Hamburg - Wie sehen die Deutschen den Einsatz der Bundeswehr in Afghanistan? Etliche Umfragen legten bisher nahe: Die Stimmung an der Heimatfront ist mies.

Deutsche Soldaten in Afghanistan: Miese Stimmung an der Heimatfront?
REUTERS

Deutsche Soldaten in Afghanistan: Miese Stimmung an der Heimatfront?

Im Oktober 2007 etwa hießen nur 29 Prozent der Bevölkerung die Mission am Hindukusch gut - das jedenfalls hatten die Meinungsforscher vom Institut Allensbach für die "Frankfurter Allgemeine Zeitung" herausgefunden.

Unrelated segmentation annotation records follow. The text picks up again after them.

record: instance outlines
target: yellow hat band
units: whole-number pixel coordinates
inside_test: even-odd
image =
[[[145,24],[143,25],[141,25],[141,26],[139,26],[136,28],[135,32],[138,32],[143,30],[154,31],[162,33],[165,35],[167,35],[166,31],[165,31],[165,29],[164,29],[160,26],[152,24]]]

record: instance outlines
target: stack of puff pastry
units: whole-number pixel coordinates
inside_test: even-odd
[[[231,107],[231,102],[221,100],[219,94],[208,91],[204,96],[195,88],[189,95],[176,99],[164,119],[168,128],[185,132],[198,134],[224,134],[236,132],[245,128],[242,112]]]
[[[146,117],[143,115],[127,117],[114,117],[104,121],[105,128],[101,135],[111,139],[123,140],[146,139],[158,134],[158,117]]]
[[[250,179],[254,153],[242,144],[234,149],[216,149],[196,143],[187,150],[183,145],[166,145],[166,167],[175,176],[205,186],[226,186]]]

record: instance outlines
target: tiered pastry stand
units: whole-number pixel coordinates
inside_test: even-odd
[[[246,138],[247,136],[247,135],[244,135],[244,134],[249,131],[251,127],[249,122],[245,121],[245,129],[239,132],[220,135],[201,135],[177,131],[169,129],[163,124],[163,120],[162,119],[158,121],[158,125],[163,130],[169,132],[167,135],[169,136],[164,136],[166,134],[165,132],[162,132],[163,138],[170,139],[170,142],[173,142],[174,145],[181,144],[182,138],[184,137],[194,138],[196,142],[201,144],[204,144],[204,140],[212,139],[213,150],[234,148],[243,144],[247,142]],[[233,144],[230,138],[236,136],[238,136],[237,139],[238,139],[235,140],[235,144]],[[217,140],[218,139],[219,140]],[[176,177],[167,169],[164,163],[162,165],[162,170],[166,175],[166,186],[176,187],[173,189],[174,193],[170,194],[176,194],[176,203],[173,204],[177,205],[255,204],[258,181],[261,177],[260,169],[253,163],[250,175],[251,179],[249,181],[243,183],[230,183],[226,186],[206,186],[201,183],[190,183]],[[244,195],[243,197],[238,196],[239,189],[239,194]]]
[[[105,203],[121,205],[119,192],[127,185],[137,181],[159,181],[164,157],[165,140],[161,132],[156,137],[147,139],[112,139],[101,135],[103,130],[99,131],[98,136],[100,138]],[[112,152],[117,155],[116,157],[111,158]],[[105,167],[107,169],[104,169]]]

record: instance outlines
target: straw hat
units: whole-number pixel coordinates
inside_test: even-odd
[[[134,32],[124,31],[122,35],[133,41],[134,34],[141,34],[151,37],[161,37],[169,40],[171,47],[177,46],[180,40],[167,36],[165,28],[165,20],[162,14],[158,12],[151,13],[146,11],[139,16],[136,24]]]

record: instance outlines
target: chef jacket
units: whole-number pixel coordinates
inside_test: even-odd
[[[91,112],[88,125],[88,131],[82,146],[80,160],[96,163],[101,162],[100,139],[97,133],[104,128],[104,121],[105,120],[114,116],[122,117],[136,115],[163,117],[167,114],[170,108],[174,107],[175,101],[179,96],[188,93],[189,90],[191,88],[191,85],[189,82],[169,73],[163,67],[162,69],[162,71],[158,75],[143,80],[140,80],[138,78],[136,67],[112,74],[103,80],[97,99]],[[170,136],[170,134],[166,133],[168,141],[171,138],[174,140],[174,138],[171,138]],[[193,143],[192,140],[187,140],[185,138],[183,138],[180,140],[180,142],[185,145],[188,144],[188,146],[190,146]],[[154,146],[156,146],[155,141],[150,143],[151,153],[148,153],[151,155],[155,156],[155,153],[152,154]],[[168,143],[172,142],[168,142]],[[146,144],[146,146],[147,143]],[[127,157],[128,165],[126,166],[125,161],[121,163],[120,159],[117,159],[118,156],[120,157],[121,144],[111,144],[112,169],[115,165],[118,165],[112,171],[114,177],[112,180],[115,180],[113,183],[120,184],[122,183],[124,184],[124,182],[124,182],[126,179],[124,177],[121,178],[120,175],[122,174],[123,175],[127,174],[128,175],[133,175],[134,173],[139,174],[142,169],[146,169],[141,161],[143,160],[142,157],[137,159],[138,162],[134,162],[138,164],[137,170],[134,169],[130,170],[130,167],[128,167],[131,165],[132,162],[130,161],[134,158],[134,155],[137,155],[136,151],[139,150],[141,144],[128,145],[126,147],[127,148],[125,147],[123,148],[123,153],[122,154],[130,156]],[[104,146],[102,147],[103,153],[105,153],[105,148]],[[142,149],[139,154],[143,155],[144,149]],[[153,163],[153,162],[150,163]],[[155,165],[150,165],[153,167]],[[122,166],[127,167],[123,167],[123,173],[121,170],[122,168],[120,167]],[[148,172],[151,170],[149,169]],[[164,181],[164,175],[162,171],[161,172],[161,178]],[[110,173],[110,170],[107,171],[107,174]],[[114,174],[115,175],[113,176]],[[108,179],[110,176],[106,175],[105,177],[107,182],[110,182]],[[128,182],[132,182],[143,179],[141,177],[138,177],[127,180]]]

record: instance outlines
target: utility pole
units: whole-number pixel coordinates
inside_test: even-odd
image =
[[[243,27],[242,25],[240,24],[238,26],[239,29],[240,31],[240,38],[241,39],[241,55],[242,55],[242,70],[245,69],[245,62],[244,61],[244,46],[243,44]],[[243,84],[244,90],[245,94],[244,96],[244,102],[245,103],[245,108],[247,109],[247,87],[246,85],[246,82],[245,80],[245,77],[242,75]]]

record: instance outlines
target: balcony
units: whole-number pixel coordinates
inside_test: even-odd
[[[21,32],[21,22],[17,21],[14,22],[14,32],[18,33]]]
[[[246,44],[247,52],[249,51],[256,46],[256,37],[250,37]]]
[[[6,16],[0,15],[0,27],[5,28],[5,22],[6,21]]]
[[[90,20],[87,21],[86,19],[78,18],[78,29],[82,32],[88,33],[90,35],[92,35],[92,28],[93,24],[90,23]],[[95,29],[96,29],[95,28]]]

In eine ähnliche Richtung ging auch das Ergebnis einer Umfrage von Infratest vom Februar 2008 für den ARD-"Deutschlandtrend". Die Frage lautete: "Sollte die Bundeswehr weiterhin in Afghanistan stationiert bleiben, oder sollte sie sich möglichst schnell aus Afghanistan zurückziehen?" 55 Prozent antworteten: "möglichst schnell zurückziehen". Laut einer Erhebung von Emnid für "Bild am Sonntag" aus demselben Monat waren es sogar 61 Prozent, die fanden, die Bundeswehr solle sofort aus Afghanistan abrücken

Und nun verkündet das Sozialwissenschaftliche Institut der Bundeswehr in der "Bevölkerungsbefragung 2008": Zwei Drittel der Deutschen stehen dem Einsatz in Afghanistan zustimmend gegenüber.

Anderes Vokabular, andere Ergebnisse

Wie kann das sein? Hat sich die Stimmung gewandelt? Nein, glaubt Institutsdirektor Ernst-Christoph Meier, der Zeitpunkt der Befragung sei entscheidend. "Die meisten Umfragen werden durchgeführt, wenn etwas vorgefallen ist", sagte er SPIEGEL ONLINE. Als im Oktober 2006 Fotos auftauchten, auf denen deutsche Soldaten mit den Schädeln toter Menschen posieren, seien die Werte nach unten gegangen, sagte Meier. Einfluss hätten beispielsweise Anschläge. Wer danach von einem Meinungsforscher befragt wird, äußere sich eher ablehnend.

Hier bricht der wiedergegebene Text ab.